The dogs are here to guard my goats, chickens, and ducks from predators. Their presence will push local predators out while keeping all of our animals safe, my livestock and your dogs.  They bark to alert local predators of their presence.  The predators move elsewhere knowing they have competition.  I am trying to grow a small Nigerian Dwarf breeding operation, the dogs will be necessary if helping me do so. Please try to be tolerant of my dogs, they are only trying to protect us all.


Saturday, January 10, 2015

Home Alone

When I actually get to spend a day at home, ALONE, I feel like Kevin McAllister in the classic Christmas movie.  "I made my family disappear!"  A whole day unfolds with peace, quiet, and endless possibilities.  It takes me a while to focus on the day's tasks, uninterrupted, what really should be done.

Yesterday, was such a day.  It's difficult to prioritize when so much around the house and farm need doing.  Luckily, the frozen ground prevented me from doing much outside, so in I stayed.  A roaring fire and scented candles made the house nice and cozy as I got to work.  I needed to look at the budget, and start working on next one.

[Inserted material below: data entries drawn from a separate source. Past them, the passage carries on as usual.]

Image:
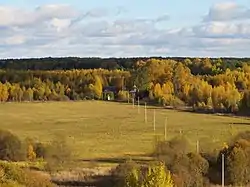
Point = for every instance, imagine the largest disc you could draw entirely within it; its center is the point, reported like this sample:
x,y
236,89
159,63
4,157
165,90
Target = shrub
x,y
122,95
154,175
167,150
17,177
122,170
10,146
40,150
237,162
190,169
31,155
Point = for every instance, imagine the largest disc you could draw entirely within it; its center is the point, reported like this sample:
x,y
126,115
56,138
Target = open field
x,y
112,130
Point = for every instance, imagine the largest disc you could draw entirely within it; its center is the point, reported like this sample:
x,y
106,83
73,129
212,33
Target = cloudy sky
x,y
124,28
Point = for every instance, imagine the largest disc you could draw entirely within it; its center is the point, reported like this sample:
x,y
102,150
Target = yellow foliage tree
x,y
97,88
155,176
31,153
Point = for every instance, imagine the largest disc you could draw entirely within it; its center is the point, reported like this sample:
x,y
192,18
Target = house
x,y
109,92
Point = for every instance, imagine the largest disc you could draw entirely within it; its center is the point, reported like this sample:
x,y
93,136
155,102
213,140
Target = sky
x,y
124,28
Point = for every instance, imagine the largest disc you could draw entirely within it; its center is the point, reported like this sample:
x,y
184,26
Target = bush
x,y
237,162
167,150
154,175
133,175
40,150
122,95
17,177
122,170
10,147
190,170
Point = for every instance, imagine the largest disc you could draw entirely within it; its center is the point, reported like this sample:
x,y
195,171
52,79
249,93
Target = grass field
x,y
111,130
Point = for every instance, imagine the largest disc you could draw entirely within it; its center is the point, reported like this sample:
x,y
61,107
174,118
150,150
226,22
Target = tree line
x,y
68,63
205,84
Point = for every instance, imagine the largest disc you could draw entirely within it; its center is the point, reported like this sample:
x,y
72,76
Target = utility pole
x,y
145,113
165,132
223,170
154,120
197,147
138,105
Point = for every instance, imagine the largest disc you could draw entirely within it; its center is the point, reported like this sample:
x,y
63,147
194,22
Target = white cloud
x,y
61,30
227,11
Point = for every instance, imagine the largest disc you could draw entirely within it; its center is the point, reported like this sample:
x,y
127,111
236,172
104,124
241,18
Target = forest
x,y
205,84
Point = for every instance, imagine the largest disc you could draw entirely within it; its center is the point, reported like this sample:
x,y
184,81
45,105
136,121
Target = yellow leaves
x,y
168,88
155,176
4,94
31,153
225,145
158,91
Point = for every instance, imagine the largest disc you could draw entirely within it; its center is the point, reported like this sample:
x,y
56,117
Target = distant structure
x,y
109,93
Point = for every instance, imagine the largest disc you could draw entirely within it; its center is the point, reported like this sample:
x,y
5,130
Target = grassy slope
x,y
108,130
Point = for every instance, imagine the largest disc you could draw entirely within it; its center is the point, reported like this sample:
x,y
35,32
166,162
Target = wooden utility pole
x,y
145,113
154,120
138,104
223,171
165,131
197,146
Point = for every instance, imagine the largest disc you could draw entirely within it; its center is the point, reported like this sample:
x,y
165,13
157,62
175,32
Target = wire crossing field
x,y
107,130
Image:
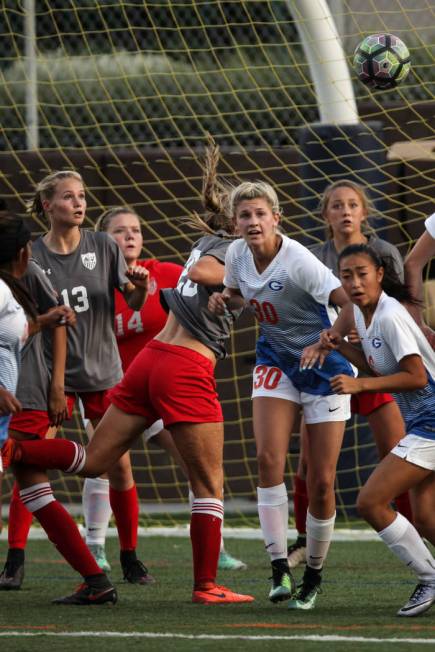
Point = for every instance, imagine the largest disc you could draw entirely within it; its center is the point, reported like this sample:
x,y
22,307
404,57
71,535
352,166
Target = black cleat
x,y
136,572
87,594
12,575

Next it was on to my disaster area of a kitchen.  My fridge was overflowing with goat's milk.  My Nigerian Dwarfs don't produce nearly as much as their larger dairy counterparts, but it is enough to fill up a fridge in short order.  I had a half gallon to transfer into a larger glass bottle, a half gallon for cheese making, a quart for making yogurt, and still more for drinking.

Cheese making has been going well, so there's a new batch in the fridge.  I let it drain for quite awhile, so I'm not sure if it will crumbly or spreadable.  I guess the true test will be at breakfast.

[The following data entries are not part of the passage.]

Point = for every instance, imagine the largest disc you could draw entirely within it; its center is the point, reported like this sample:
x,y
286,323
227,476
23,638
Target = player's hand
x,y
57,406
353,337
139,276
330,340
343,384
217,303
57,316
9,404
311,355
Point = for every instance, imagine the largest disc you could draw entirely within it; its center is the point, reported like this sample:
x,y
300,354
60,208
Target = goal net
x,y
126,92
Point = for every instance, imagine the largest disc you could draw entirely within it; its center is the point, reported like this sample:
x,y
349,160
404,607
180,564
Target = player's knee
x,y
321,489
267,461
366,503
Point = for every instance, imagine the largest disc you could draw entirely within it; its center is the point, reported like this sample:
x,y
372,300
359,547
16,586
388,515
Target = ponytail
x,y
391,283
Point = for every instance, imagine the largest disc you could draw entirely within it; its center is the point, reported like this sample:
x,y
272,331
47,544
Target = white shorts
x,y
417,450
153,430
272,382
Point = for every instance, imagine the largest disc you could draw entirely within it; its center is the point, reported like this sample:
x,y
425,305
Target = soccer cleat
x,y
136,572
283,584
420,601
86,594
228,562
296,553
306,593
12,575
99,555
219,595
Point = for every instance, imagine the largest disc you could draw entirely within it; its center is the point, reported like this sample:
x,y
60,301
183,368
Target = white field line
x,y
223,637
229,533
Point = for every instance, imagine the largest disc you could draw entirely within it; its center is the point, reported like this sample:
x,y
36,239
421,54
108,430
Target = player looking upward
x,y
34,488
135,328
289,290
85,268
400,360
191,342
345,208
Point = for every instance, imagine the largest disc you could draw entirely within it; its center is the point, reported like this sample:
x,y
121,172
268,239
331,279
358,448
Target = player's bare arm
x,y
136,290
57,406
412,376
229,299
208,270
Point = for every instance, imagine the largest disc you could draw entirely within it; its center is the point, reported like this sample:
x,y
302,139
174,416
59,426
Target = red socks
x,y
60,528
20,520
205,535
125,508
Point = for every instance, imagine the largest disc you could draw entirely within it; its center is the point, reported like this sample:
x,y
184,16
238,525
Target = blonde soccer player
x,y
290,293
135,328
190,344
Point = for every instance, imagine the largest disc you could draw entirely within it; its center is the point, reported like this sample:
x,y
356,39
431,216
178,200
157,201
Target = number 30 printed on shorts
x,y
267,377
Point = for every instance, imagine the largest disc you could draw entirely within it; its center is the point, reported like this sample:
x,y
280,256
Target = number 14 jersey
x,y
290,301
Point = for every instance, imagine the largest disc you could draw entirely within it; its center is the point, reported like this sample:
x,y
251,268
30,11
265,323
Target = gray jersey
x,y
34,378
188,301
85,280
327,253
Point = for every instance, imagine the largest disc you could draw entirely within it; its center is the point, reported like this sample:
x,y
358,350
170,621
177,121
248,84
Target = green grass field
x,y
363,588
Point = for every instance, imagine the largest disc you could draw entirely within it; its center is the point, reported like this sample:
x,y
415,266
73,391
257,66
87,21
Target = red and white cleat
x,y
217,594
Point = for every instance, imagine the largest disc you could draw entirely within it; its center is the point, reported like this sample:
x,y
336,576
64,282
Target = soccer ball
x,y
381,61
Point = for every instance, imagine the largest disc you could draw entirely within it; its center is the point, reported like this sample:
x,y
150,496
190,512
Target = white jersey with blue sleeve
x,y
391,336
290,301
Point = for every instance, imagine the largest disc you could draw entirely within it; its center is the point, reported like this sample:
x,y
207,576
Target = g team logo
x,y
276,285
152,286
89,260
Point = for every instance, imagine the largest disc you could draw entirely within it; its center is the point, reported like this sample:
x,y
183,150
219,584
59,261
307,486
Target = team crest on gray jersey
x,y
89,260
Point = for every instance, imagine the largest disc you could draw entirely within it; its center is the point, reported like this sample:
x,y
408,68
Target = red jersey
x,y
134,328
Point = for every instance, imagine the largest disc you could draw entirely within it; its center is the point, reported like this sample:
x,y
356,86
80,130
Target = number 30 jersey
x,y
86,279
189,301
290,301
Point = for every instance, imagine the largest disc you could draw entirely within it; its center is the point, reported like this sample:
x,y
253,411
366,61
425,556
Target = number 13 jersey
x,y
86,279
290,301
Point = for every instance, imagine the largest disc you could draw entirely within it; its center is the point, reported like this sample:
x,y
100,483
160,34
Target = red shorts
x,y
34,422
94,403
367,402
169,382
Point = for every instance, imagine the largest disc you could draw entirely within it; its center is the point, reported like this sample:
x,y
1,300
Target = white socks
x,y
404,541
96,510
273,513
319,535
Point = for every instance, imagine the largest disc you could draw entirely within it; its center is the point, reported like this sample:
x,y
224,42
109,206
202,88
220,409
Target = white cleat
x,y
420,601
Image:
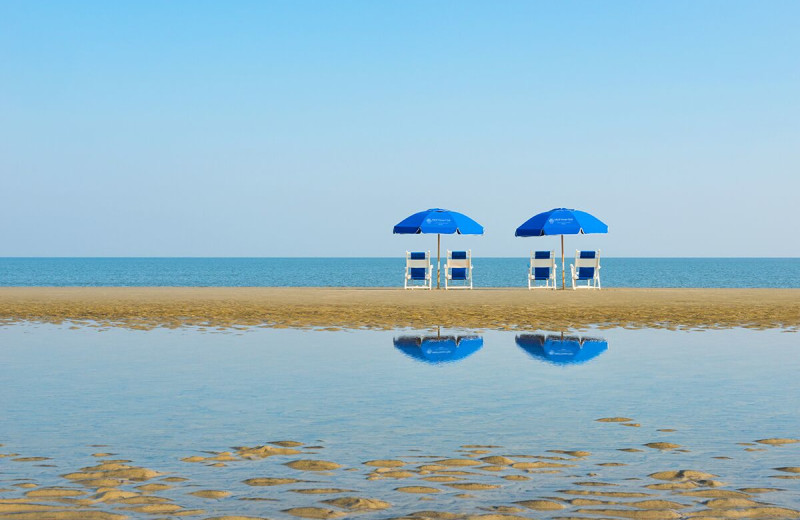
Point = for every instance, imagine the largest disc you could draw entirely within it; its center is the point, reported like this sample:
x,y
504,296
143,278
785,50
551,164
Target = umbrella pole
x,y
438,256
563,274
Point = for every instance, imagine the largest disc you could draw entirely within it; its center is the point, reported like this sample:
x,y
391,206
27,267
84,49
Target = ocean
x,y
381,272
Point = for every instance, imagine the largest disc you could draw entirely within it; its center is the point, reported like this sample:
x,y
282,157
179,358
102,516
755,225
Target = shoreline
x,y
382,308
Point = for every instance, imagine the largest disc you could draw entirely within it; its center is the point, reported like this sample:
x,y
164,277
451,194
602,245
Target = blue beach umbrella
x,y
561,221
561,350
438,349
439,221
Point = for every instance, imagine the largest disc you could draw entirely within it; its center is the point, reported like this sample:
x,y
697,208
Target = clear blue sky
x,y
296,128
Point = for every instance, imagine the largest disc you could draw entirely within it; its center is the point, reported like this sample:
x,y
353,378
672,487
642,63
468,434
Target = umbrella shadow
x,y
558,349
438,349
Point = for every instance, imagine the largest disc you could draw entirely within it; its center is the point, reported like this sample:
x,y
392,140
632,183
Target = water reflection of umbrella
x,y
438,349
439,221
561,221
562,350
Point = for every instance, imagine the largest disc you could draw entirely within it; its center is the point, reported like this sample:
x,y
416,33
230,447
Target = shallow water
x,y
382,272
155,397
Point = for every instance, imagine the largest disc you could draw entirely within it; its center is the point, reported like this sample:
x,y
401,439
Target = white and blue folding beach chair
x,y
586,269
542,269
458,268
418,270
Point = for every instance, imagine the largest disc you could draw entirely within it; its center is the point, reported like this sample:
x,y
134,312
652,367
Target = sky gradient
x,y
297,128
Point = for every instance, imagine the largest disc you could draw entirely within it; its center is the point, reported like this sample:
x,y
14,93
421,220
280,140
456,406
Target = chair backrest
x,y
586,263
542,264
417,264
459,259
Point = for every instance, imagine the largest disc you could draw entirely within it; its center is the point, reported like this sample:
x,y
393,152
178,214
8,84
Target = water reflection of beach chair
x,y
542,269
586,269
458,268
418,270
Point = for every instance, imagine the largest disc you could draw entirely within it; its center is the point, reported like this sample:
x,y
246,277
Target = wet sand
x,y
430,486
148,307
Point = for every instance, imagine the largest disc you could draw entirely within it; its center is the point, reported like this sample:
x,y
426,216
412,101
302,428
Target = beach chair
x,y
418,270
586,269
542,269
458,268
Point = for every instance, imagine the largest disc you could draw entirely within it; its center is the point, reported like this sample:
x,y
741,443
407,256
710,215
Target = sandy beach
x,y
148,307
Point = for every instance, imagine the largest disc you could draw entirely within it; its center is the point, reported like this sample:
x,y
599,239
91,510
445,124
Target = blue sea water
x,y
381,272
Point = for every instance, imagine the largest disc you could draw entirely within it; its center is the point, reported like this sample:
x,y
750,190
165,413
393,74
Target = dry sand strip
x,y
148,307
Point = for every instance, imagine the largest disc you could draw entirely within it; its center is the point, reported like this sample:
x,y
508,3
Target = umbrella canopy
x,y
438,349
561,221
561,350
441,222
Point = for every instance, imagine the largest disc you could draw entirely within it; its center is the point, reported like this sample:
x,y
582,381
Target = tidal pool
x,y
448,421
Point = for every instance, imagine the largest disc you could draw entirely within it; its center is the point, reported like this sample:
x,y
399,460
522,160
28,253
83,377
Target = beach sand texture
x,y
148,307
504,485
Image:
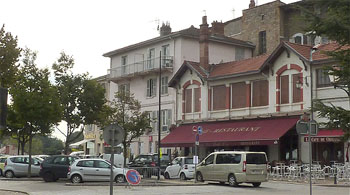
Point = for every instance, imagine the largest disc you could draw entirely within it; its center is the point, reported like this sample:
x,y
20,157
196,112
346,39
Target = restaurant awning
x,y
77,144
230,133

The highlight of my kitchen time was successfully making yogurt.  My last attempt in the crock pot failed miserably.  Luckily, my chickens didn't mind when they were fed my failure.  Yesterday, I went simple.  I heated a quart of milk to 180 degrees, took it off the burner to cool down to 110, added a small container of plain yogurt to the cooled milk, poured it into jars and put it in a 100 degree oven for 4 hours.  Viola!  Yogurt!

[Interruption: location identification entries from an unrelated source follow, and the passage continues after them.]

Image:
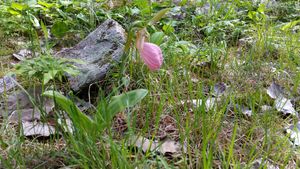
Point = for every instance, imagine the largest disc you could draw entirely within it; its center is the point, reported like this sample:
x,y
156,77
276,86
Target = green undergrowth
x,y
244,44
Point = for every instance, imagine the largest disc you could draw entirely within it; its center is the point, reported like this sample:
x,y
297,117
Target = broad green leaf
x,y
79,119
45,4
49,76
34,21
123,101
158,16
290,25
19,6
13,12
157,38
59,29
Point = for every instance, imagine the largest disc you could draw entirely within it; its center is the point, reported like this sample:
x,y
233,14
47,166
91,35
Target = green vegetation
x,y
245,44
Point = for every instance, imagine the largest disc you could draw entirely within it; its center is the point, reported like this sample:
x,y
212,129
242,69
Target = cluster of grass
x,y
244,44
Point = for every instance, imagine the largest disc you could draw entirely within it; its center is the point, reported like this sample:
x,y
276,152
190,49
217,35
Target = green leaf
x,y
157,38
71,71
45,4
19,6
123,101
13,12
59,29
79,119
158,16
34,21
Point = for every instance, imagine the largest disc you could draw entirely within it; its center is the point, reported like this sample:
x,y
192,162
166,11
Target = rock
x,y
98,50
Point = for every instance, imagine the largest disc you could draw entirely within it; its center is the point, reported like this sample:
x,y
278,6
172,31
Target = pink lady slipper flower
x,y
149,52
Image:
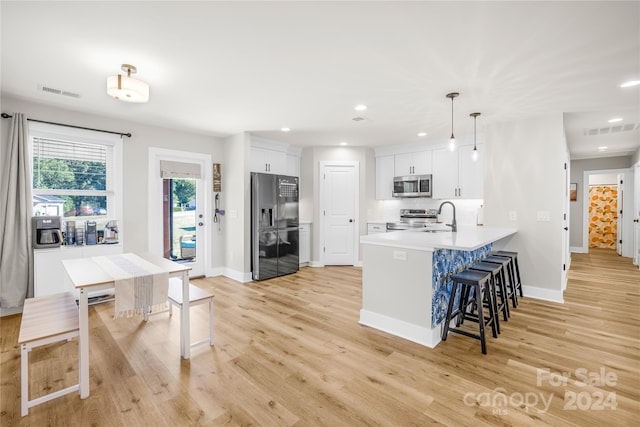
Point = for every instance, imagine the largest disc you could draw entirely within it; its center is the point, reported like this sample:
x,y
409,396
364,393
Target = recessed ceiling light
x,y
630,83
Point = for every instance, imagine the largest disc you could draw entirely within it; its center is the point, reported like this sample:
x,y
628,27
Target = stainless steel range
x,y
413,218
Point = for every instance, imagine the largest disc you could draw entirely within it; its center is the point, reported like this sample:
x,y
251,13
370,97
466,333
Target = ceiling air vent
x,y
612,129
54,91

Wednesday, January 7, 2015

The Life of a Farmer

The Life of a Farmer
My back is broken
My body is bruised
Dirt under my fingernails
Muscles well used.

Skin kissed by the sun
Fresh air in my lungs
Despite the hard work
Farming makes me feel young.

Saturday, January 3, 2015

Feeling Blessed!

Saying good bye to little Candor at her new home.

I awoke this morning with a true sense of joy and peace.  The first two days of the New Year have been magical.  2014 was a difficult year; lots of changes, lots of upheavals.  Luckily, 2014 ended quietly filled with lots of love.  In the first two days of January I have sold my crop of Nigerian Dwarf babies and got to spend some time with a dear friend.  2015 is filled with prospect, I'm slowly getting my act together in areas that I had let flounder last year.  I'm thankful to be able to live on a beautiful mountainside surrounded by my beautiful family, lots of critters, and good friends.  Here's to a fresh start!

Happy New Year
Big Buck Ranch!!

Thursday, January 1, 2015

Surviving the Cold with Thoughts of SpringSeed

Seed catalogs start to pile up on the Christmas table cloth.

As the Holidays come to a close and the bitter cold of winter sets in, my mind drifts to spring.  The glorious seed catalogs have started to make their way into my house.   Each page teasing me with beautiful photos of unique and delicious vegetables.  Unfortunately, I live on the side of a mountain with rock inches below the soil and a short growing season.  

I am enjoying the Territorial Seed Company catalog.  They have some great plants that grow quickly at cooler temperatures. Time to start dreaming, I mean planning!